Timothy Kincaid posted the link to this Anderson Cooper 360 segment on bullying prevention. Here is Candi Cushman and Eliza Byard discussing bullying policy along with author Rosalind Wiseman.
In the past I have favored laws which do not enumerate traits (e.g., race, religion, sexual orientation) because the context of bullying can be so diverse that a category could be left out (e.g., gifted kids). However, I think that enumerated laws are better than no laws at all and certainly understand advocates who believe listing is the way to go. I do favor numeration of categories for statistical purposes as bullying prevention programs are implemented. This approach provides a way to know where the problems are and if a district is improving.
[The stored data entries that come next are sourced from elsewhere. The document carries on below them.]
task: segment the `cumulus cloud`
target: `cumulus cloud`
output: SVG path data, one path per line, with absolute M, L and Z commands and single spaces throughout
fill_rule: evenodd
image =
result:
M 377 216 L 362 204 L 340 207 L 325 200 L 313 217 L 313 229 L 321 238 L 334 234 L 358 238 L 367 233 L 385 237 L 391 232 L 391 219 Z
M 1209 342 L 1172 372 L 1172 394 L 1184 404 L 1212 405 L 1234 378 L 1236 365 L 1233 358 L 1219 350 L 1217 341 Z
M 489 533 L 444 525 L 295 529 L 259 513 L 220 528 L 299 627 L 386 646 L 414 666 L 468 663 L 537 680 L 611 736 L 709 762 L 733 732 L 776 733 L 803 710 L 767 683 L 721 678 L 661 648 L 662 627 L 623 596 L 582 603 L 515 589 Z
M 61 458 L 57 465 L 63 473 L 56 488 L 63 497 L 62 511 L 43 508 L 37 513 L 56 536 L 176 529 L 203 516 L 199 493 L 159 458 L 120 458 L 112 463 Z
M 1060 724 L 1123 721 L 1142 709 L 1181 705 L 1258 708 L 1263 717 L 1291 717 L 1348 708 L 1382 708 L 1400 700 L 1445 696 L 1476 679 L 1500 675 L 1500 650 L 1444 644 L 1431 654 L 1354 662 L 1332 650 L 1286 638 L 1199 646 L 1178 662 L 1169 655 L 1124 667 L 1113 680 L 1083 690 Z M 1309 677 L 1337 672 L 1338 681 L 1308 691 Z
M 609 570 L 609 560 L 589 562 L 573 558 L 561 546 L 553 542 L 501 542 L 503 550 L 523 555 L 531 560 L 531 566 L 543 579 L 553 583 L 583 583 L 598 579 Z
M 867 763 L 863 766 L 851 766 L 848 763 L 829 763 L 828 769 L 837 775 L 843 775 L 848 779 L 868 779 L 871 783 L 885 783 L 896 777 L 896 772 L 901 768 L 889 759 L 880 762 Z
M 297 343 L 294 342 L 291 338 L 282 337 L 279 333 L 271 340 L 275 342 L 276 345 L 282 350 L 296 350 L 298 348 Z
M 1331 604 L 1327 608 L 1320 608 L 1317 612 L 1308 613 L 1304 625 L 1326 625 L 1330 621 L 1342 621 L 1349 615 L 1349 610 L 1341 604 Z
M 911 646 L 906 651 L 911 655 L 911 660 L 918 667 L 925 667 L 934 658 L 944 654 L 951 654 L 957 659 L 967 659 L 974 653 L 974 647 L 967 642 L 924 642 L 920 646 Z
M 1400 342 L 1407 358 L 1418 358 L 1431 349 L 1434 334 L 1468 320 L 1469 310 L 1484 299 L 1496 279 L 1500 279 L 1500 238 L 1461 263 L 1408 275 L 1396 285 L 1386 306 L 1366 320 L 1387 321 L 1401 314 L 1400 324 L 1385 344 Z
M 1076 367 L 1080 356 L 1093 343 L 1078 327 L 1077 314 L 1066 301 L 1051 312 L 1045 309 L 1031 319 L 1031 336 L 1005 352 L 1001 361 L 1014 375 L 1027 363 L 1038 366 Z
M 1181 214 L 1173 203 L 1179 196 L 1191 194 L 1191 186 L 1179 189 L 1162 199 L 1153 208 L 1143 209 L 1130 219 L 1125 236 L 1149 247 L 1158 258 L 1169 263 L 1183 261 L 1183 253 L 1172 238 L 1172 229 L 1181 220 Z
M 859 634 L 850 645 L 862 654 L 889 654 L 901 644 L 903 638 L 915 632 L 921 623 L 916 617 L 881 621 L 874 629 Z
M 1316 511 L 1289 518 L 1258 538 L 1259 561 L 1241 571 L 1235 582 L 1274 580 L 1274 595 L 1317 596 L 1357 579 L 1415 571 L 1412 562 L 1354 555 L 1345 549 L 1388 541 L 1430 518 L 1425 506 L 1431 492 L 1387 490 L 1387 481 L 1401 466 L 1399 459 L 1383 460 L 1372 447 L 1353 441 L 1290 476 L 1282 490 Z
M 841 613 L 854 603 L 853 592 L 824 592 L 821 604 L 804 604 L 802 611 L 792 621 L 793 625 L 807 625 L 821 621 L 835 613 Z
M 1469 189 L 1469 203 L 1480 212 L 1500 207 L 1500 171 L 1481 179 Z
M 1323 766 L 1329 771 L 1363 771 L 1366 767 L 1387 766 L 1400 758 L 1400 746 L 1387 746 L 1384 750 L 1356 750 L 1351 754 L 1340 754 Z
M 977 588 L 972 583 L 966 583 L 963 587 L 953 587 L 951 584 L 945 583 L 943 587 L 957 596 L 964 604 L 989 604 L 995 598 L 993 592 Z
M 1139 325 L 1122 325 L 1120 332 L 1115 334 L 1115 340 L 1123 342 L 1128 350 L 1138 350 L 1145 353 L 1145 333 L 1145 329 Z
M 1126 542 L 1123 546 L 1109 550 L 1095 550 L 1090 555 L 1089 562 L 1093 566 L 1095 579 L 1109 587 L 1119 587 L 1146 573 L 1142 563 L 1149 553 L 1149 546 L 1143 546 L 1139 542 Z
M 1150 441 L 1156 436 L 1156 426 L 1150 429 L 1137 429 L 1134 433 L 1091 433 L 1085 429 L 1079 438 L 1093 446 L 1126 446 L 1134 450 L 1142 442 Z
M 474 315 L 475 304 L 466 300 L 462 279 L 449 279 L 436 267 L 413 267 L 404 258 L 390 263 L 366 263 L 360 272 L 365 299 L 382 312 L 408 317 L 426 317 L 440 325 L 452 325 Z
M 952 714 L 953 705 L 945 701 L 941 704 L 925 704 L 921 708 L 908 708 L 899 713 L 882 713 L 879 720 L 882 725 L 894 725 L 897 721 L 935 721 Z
Furthermore, I think implementation of bullying prevention often requires directly addressing various social issues, such as race and sexual orientation. If the school-wide assessment finds that gays are being harassed and disrespected, then you have to address the worth and dignity of sexual minorities. Wiseman and Byard are correct to note that silence on the issue sends a loud message – some disrespect is ok, while other disrespect will not be tolerated. Simply saying, ‘all people deserve respect and a safe learning environment’ is not enough and often does not generalize. Human nature being what it is, it is easy to allow bias to convince us that our prejudices are ok, as long as we don’t generalize them. Where a problem exists, it has to be named.
At the same time, I do think that school personnel have a responsibility to avoid stigmatizing religious people who do not approve of homosexuality. This is a difficult challenge and one which mirrors the problem we have finding ways to live together in a society polarized over many issues. However, we have to try.